‘I Don’t Like S—t, I Don’t Go Outside: An Album by Earl Sweatshirt’ review
By Alex Stanton, Staff Writer
Thebe Kgositsile, better known as Earl Sweatshirt, released his second major label studio album, I Don’t Like S—t, I Don’t Go Outside: An Album by Earl Sweatshirt, in March. Almost entirely self-produced under the pseudonym RandomBlackDude, I Don’t Like S—t is the culmination of Earl’s tumultuous career as a musician so far.
Right from the opening organ chords of the first track, “Huey,” it’s easy to spot the signature production style of Odd Future, the hip hop collective where Earl began. From those same opening seconds, you get a pretty good idea of the attention to detail that Earl puts into this alternative but digestible 30-minute long album.
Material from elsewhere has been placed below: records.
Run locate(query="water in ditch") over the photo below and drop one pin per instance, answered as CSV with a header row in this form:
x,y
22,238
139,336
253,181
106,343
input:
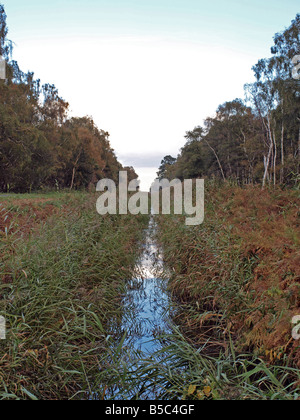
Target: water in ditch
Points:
x,y
145,326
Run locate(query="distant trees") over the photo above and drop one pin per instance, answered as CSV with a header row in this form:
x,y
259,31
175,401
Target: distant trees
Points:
x,y
40,146
165,164
256,139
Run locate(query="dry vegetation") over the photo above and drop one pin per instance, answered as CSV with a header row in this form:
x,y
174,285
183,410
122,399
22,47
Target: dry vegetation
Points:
x,y
239,272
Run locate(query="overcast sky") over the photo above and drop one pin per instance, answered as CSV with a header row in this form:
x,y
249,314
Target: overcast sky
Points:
x,y
146,70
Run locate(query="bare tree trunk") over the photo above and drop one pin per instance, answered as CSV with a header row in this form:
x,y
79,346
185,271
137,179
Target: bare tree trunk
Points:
x,y
274,161
74,170
218,160
268,157
282,155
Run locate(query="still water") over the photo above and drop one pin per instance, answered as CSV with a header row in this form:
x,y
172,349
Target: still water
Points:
x,y
146,324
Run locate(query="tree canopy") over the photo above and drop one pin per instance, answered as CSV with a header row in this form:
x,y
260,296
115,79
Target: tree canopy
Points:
x,y
40,145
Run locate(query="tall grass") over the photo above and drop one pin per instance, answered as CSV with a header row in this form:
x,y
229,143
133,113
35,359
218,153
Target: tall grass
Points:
x,y
235,278
62,284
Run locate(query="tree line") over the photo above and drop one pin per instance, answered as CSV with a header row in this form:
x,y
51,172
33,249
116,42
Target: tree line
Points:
x,y
255,139
41,147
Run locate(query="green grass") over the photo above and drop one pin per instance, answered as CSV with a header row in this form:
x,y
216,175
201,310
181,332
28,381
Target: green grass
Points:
x,y
63,286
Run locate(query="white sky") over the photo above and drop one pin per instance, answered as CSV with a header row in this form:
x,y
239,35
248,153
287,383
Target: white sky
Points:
x,y
145,74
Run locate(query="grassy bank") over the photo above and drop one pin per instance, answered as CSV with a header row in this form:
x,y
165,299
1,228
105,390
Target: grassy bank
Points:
x,y
237,280
63,271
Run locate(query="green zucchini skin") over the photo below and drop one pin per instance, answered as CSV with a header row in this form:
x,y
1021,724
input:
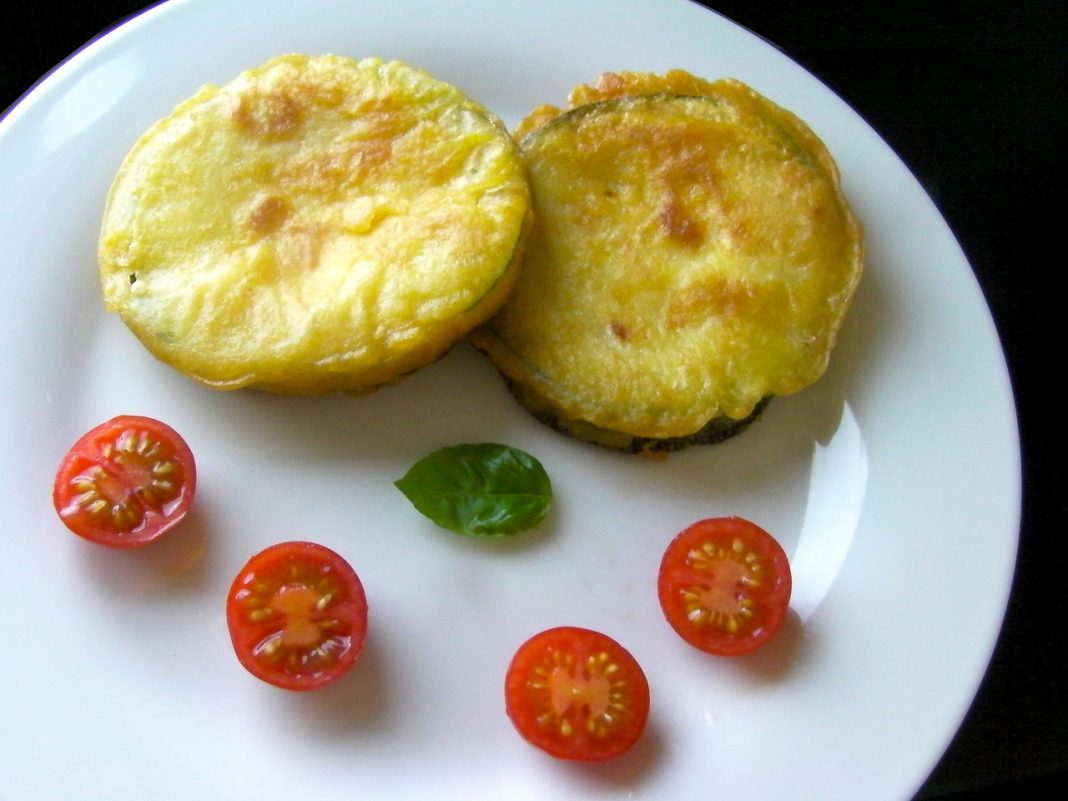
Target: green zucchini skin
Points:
x,y
716,430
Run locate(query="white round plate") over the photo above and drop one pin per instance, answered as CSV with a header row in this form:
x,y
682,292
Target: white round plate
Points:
x,y
893,484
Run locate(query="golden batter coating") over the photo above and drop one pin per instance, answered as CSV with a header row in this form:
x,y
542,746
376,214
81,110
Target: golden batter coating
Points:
x,y
317,224
692,255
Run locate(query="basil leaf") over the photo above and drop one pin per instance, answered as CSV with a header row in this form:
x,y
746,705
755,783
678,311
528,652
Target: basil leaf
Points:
x,y
482,489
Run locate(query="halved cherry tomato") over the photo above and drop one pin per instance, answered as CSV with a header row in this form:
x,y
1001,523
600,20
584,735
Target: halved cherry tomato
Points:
x,y
125,483
724,585
297,615
577,694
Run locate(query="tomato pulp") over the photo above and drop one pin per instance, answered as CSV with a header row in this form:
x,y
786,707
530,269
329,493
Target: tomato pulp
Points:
x,y
125,483
297,615
577,694
724,585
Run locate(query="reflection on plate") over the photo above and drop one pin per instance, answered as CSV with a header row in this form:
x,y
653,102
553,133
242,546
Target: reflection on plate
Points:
x,y
899,519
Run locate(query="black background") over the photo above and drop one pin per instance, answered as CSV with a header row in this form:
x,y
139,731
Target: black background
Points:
x,y
972,96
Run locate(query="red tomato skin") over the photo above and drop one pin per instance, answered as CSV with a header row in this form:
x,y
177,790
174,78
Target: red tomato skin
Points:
x,y
87,453
524,704
352,610
771,600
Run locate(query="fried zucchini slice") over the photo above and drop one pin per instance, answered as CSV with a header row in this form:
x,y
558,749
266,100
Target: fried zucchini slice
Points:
x,y
317,224
692,255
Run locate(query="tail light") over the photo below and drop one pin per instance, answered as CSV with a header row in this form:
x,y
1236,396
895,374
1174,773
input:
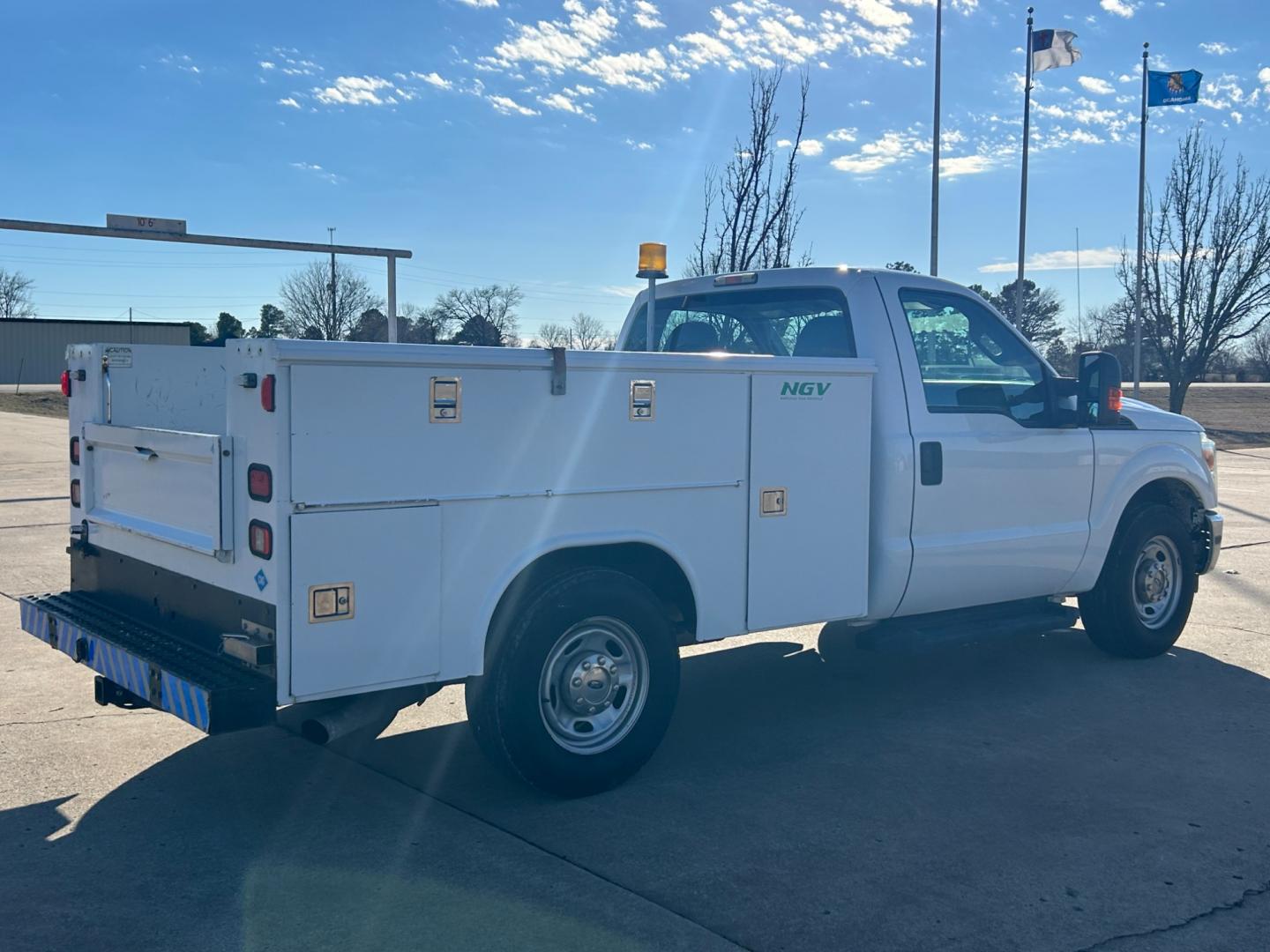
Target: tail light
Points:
x,y
259,482
259,539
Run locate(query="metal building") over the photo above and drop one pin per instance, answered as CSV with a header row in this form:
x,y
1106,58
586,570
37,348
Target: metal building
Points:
x,y
34,349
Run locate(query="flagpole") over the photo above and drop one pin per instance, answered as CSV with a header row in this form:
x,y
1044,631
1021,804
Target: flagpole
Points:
x,y
1080,311
1022,195
1142,205
935,167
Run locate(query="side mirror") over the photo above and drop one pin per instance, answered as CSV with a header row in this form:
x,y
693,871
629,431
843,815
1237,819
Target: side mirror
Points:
x,y
1099,389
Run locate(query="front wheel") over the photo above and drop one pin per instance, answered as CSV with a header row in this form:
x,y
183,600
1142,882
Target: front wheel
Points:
x,y
579,686
1143,596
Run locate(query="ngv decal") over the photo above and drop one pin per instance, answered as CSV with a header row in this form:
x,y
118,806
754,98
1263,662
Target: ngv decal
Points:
x,y
804,390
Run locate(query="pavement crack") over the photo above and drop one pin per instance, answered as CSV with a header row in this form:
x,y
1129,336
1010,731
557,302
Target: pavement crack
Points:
x,y
1260,890
540,848
65,720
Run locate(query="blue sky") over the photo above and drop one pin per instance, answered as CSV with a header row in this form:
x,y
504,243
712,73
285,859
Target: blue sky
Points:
x,y
539,143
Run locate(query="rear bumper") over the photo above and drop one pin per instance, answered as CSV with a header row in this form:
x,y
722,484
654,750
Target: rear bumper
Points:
x,y
1213,527
202,688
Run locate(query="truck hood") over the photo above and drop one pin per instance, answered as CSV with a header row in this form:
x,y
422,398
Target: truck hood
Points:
x,y
1146,417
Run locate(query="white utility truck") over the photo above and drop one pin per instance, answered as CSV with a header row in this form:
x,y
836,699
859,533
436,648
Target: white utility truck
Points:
x,y
348,527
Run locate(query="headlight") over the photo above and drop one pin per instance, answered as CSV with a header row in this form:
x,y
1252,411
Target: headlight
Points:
x,y
1209,450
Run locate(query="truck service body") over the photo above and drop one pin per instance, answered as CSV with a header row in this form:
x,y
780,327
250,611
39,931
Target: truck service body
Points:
x,y
286,522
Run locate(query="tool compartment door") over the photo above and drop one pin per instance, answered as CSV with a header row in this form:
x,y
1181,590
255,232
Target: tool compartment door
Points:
x,y
365,599
167,485
810,498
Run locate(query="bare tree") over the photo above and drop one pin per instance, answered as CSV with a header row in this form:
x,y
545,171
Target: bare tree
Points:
x,y
485,316
1206,263
16,294
751,215
426,325
553,335
312,312
582,333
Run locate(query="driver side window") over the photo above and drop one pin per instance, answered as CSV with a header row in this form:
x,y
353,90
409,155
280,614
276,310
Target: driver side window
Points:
x,y
970,362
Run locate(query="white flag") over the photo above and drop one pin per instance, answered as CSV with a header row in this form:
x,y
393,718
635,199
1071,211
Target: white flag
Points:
x,y
1052,48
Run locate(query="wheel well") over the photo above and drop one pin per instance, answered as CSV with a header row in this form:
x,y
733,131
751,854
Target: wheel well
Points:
x,y
639,560
1179,496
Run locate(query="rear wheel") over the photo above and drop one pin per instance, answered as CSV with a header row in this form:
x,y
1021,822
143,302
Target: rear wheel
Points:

Like many hip hop records, this onebenefits greatly from its shortened length.
Unlike Kendrick Lamar’s recent release, To Pimp a Butterfly—which deals with institutionalized racism against blacks in the United States—this album is, lyrically, a very personal record for Earl. On “Grief,” the lengthiest song on the album, Earl speaks from experience about issues such as anxiety and addiction. “Grown Ups” is a song directed towards his absent father who left when Earl was a child. On “Inside,” Earl expresses his desire to pluck himself from his roots as a member of Odd Future and as a sideman to Tyler’s bandleader.
Odd Future alumnus Vince Staples is one of four rappers who appear on the album, contributing to the track “Wool.” Odd Future producer, Vyron “Left Brain” Turner, produced “Off Top,” the only song not credited to RandomBlackDude, in the same production style that has worked for him for years.
Although Earl has grown and is trying to break away from the pack, this album is still Odd Future through and through. Like Odd Future itself, Earl’s music is an acquired taste.